Example of How to Start a Formal Email
If you need some ideas for how to start a formal email, we’ve provided two examples below.
I hope you are doing well.
I’m reaching out to discuss your options for opening a new savings account, as we have some great deals available to our valued customers.
I hope your week is going well!
I’m just emailing you to pass on the great news that you’ve been selected for a free one-night stay at our luxury spa resort.
Informal Email Greetings
Informal email greetings are perfect for emailing people you know well.

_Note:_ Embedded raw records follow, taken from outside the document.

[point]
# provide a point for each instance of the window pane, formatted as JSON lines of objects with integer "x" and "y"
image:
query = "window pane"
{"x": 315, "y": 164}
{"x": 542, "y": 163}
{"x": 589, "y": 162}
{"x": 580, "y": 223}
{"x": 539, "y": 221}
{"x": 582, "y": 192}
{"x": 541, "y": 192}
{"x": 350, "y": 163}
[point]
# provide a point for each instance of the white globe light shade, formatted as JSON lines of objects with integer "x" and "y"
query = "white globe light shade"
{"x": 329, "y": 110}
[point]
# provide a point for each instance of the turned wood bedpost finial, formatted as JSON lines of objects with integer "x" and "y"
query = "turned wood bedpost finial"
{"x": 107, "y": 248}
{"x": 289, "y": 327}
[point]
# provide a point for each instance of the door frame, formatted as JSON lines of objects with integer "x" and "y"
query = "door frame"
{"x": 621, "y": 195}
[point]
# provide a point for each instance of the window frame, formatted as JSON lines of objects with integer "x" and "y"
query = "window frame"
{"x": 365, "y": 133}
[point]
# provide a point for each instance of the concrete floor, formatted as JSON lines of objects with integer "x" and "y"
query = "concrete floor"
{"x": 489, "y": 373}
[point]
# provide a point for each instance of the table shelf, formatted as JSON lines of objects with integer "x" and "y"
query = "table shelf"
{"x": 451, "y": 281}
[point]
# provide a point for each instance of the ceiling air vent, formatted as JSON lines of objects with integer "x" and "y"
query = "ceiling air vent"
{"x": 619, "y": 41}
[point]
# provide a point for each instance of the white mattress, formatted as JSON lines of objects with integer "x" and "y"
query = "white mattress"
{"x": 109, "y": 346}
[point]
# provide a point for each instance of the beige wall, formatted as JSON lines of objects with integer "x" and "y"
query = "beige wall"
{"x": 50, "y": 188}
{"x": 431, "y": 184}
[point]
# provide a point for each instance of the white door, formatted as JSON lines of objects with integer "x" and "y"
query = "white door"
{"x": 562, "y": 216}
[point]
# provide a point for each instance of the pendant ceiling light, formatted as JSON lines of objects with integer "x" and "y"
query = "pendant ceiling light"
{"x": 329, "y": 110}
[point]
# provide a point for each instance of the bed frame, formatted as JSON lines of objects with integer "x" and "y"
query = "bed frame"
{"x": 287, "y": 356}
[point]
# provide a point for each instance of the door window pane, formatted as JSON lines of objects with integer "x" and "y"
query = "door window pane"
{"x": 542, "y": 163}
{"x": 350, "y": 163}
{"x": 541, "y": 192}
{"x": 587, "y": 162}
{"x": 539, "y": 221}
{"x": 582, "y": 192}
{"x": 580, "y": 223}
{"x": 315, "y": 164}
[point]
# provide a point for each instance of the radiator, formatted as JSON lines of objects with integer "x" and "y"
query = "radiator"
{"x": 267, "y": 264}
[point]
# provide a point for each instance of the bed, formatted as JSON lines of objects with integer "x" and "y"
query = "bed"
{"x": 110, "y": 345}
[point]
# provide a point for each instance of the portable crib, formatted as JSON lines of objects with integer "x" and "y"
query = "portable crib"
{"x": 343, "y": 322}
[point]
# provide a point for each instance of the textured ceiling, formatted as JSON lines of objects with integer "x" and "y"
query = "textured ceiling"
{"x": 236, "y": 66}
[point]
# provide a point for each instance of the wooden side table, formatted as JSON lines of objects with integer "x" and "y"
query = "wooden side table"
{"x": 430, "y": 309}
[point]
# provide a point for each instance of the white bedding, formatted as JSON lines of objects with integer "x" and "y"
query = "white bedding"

There are many options you can choose from.
Here’s a list of informal greetings you can use in everyday emails to friends and family:
How’s it going?
Some informal greetings, such as “howdy” and “ahoy” are best saved for people who you usually use those kinds of greetings with, as they stand out as unusual ways to say “hi” when compared to the other options in the list.
Example of How to Start an Informal Email
If you’re looking for inspiration for how to start your informal email, we’ve provided two examples for you.
How you been, mate? You coming to the party on Friday?
What’s the name of that place you want to meet at on Tuesday?
How to Pick the Best Way to Start an Email
When you’re trying to decide , there are several things that can affect which kind of greeting you opt for, such as who you’re emailing, how they know you, if you’re writing from a business, and why you’re emailing.
One factor that can affect the formality and professionalism of your email is how well you know the person you’re emailing. Are they a stranger, a friend, family, a colleague, or a business acquaintance? Once you’ve established your connection, you can focus on formality.
For those you know well, even work colleagues, it’s likely to be fine if you decide to go for a more informal start to your email. However, if you are writing on behalf of a business to a customer, supplier, or any colleagues who you don’t have a preestablished relationship with, it’s safer to pick a formal greeting.
The reason for emailing can also influence the opening you pick for your email, as it should give the recipient an idea of why you’re emailing them. Are you emailing them for a serious reason or is it to give them some good news? Make sure your tone of how you start your email reflects the content of the rest of your email.
Ways to Start an Email Conclusion
There are many ways to start an email, whether you’re writing a professional email or an informal one. If you want to check the grammar in your emails, you can use ProWritingAid.
You can use the browser integration, which integrates into most email provider websites, so you can see suggestions directly within your emails as you write them.
When you’ve installed the ProWritingAid extension, you’ll see a small green or orange dot appear on the bottom right-hand side of your email as you’re typing it. Click on the dot, and select the “Email” document type in the drop-down menu that appears at the top of the Goals tab. You can then see how your email scores in the goals that are relevant for emailing.
The extension will help you check for positivity, business jargon, and passive voice, which are all important for business emails. When you change your writing based on the suggestions ProWritingAid gives you, the goal scores will update to show you how you’re doing.
If you’re sending marketing or sales emails, ProWritingAid will highlight any spam phrases email providers might pick up. Spam phrases can make email screening programs filter your emails into spam folders or block them altogether.
Now you know how to start any emails you need to send. Test out the different greetings in your emails to find the ones that achieve the results you want.